Ici, je vais ouvrir une parenthèse que je vais refermer aussitôt. Sans l’avouer, un professeur de sociologie originaire d’Algérie, mais établi en France, est venu défendre la mémoire de Abdelkader accusé par un militant berbériste, preuve à l’appui, de s’être rangé du côté de la France. Notre prof donne raison, aujourd’hui encore, à Abdelkader : « ce n’était pas le moment de se soulever contre la France », dit-il.
Fallait-il attendre que la « régression » soit fécondée ? Et il ajoute, la main sur le Coran, que si Ben Badis était encore en vie, il ne s’opposerait pas à l’ajout de l’amazighité dans sa définition « arabo-musulmane » de l’identité de l’Algérie, qui est aussi celle de d’Abdelkader. Un autre poète, « poète, parce qu’arabe », dirait Slimane Ben Aissa (Babour Ghreq), est accouru pour soutenir Abdelkader avec un texte incompréhensible pour les lecteurs qui ont juste trouvé incongrue la photo de Abdelkader à côté de celle de Abane et Massinissa. Le texte en question appelle avec le concours de Nietzche qui, pourtant, n’aime pas beaucoup les religieux, à laisser tranquille Abdelkader. Je referme la parenthèse et le débat sur les préliminaires à une éventuelle construction commune d’un pays.

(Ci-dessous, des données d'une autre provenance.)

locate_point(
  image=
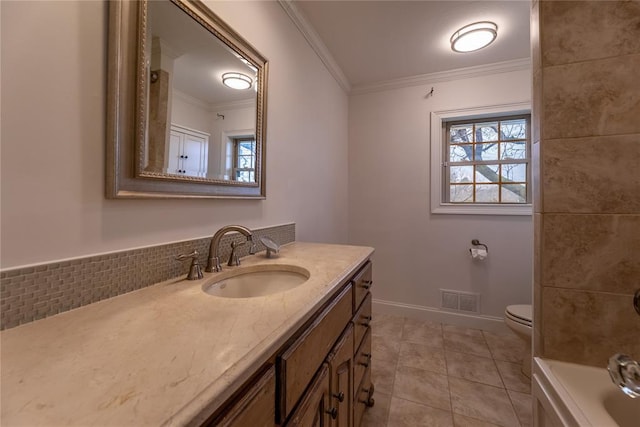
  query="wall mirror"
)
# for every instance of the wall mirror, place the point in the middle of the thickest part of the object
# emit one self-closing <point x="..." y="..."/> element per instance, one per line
<point x="186" y="104"/>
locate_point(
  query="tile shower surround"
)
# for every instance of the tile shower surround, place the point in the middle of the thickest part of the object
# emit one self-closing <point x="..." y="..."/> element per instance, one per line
<point x="35" y="292"/>
<point x="586" y="101"/>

Pour des raisons que nous développerons plus loin, la France coloniale a choisi son premier opposant à l’invasion de la Numidie : Abdelkader, l’Arabe qui revendique une affiliation directe au prophète de l’islam, et auquel elle attribue un lien symbolique avec le héros antique, Jugurtha le Berbère. Du coup, ce dernier, contaminé par cette descendance virtuelle, se trouve arabisé et même islamisé, au point de renoncer à sa vaillance guerrière païenne contre Rome au plus fort de sa gloire, pour prôner la soumission à la France catholique qui commence à afficher ses velléités impériales. Tout ceci sous les encouragements du jeune Arthur Rimbaud :
Ne pleure plus, mon fils ! Cède au Dieu nouveau ! / Voici des jours meilleurs ! Pardonné par la France, Acceptant à la fin sa généreuse alliance, / Tu verras l’Algérie prospérer sous sa loi
Le parallèle « Abdelkader/rebelle dangereux » avec « Jugurtha, rebelle numide vaincu difficilement par les Romains », rend d’autant plus éclatante la victoire française sur les tribus nord-africaines dont on vante les mérites guerriers. L’empire français en construction serait jugé digne de succéder à celui de Rome.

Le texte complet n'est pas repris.